The Payment Card Industry Data Security Standard (PCI DSS, or just PCI) is a security regulations standard related to payment cardholder and card payment information security. Any company or institution that uses and stores such information is obligated to comply with the PCI standard.

The PCI DSS general requirements are divided into several categories:

  • “Build and Maintain a Secure Network
    • Install and maintain a firewall configuration to protect cardholder data
    • Do not use vendor-supplied defaults for system passwords and other security parameters
  • Protect Cardholder Data
    • Protect stored cardholder data
    • Encrypt transmission of cardholder data across open, public networks
  • Maintain a Vulnerability Management Program
    • Use and regularly update anti-virus software on all systems commonly affected by malware
    • Develop and maintain secure systems and applications
  • Implement Strong Access Control Measures
    • Restrict access to cardholder data by business need-to-know
    • Assign a unique ID to each person with computer access
    • Restrict physical access to cardholder data
  • Regularly Monitor and Test Networks
    • Track and monitor all access to network resources and cardholder data
    • Regularly test security systems and processes
  • Maintain an Information Security Policy
    • Maintain a policy that addresses information security” [1]

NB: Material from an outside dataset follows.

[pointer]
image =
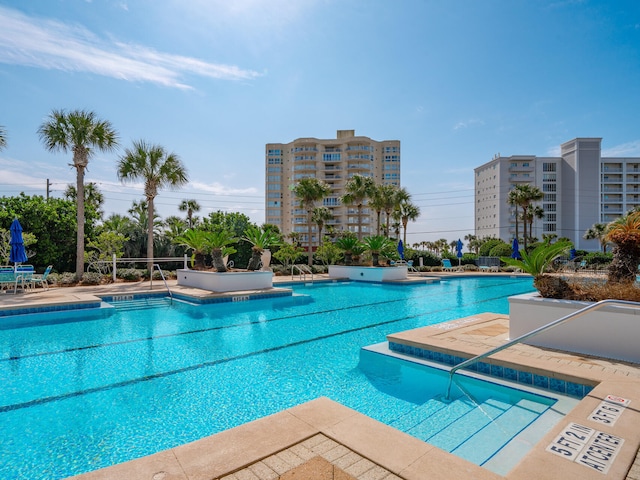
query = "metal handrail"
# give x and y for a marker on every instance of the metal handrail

Having the PCI requirements in place does not guarantee data’s safety although compliance requirements are met. The PCI standard specifies only what the requirements are, but not how to achieve them.

General recommendations

The following general recommendations are related to actions that should be taken for accomplishing PCI compliance.

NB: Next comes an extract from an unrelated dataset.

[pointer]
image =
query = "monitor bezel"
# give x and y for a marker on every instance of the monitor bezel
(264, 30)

  • Set up a firewall – “Establish firewall and router configuration standards that include the following:
    • A formal process for approving and testing all network connections and changes to the firewall and router configurations
    • Current network diagram with all connections to cardholder data, including any wireless networks
    • Requirements for a firewall at each Internet connection and between any demilitarized zone (DMZ) and the internal network zone
    • Description of groups, roles, and responsibilities for logical management of network components
    • Documentation and business justification for use of all services, protocols, and ports allowed, including documentation of security features implemented for those protocols considered to be insecure
    • Requirement to review firewall and router rule sets at least every six months” [1]

    The payment application must be implemented into a secure network environment. The application must not interfere with use of devices, applications, or configurations required for PCI DSS compliance (for example, with anti-virus protection, firewall configurations, or any other device, application, or configuration required for PCI DSS compliance).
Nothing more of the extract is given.